Unstimmigkeiten mit Rapid
Trotz der jüngsten Erfolge gab es mit Rapid zuletzt Unstimmigkeiten. Über seinen Berater Ludwig Kögl wurde Hofmann mitgeteilt, dass er von den Hütteldorfern keine Ausstiegsmöglichkeit aus seinem bis 2006 laufenden Vertrag erhält. Ein Offert des Meisters auf eine Verlängerung des Kontrakts stieß beim Regisseur auf wenig Gegenliebe. "In den Tagen vor dem Cupfinale hat man mir ein neues Angebot gemacht. Das Angebot ist nicht so, wie ich mir das vorgestellt hab'. Da wäre es für mich schöner gewesen, man hätte gar keines gemacht", wurde der Freistoßspezialist im "Sportmagazin"zitiert.

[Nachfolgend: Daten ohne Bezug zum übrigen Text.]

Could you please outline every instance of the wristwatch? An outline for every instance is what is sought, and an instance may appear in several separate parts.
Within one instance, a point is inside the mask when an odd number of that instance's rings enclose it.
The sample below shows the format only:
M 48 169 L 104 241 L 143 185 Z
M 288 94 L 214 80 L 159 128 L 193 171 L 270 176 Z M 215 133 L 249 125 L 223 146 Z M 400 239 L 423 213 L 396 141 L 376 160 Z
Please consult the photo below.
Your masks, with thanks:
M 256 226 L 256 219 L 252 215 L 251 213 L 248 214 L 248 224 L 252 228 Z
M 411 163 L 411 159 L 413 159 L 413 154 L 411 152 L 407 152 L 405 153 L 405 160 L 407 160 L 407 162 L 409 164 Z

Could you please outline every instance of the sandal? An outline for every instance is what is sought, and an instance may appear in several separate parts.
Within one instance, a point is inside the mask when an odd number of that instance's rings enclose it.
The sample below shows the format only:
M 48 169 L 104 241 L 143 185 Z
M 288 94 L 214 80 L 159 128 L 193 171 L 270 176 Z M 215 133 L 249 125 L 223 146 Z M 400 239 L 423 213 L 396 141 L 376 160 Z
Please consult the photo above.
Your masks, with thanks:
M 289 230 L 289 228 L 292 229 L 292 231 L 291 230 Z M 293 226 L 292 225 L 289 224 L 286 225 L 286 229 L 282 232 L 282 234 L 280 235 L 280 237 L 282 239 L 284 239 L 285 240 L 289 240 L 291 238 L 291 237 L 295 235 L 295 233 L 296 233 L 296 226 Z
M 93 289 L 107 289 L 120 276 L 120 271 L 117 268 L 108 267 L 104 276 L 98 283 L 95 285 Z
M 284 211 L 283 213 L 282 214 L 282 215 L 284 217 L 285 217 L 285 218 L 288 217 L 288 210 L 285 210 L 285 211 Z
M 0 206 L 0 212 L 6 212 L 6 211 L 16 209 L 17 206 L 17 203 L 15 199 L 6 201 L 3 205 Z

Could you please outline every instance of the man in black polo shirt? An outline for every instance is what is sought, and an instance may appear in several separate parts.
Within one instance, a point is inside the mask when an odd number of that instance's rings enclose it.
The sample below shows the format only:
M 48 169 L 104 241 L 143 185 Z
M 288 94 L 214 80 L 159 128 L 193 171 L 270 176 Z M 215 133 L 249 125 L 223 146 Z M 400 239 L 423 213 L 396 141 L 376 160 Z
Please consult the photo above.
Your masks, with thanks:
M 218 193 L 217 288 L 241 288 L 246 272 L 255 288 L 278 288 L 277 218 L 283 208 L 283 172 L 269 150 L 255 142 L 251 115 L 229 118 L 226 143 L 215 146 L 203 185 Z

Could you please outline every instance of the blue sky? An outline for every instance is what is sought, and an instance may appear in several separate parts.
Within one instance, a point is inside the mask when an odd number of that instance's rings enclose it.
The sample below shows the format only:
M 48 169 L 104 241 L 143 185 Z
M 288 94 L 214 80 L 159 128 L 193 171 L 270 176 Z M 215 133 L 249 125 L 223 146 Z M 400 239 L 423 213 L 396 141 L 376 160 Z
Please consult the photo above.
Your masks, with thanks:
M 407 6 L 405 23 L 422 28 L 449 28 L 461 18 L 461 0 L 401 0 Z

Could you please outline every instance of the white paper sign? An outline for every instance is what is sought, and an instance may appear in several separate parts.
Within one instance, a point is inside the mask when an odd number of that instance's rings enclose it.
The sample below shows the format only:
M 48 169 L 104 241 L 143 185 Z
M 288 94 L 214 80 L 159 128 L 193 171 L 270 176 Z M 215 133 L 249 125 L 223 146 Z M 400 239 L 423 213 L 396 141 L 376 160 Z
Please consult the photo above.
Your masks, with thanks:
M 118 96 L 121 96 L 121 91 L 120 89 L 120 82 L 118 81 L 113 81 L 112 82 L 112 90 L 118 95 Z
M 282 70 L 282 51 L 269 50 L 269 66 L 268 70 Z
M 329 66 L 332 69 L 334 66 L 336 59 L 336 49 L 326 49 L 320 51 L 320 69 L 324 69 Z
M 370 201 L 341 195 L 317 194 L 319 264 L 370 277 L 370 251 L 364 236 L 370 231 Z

Dennoch fühlt sich Hofmann beim neuen Meister wohl. "Es lässt dich nicht kalt, wenn 20.000 Fans schreien: Steffen, bleib bei uns. Das zeigt mir, dass ich anerkannt bin und mich die Leute mögen", meinte der baldige ÖFB-Teamspieler, der einmal "bei einem guten Verein in der deutschen Bundesliga" spielen will, aber auch betonte: "Spiele ich für Österreich, darf ich immer zu Rapid zurückkommen. Da bin ich mir ganz sicher."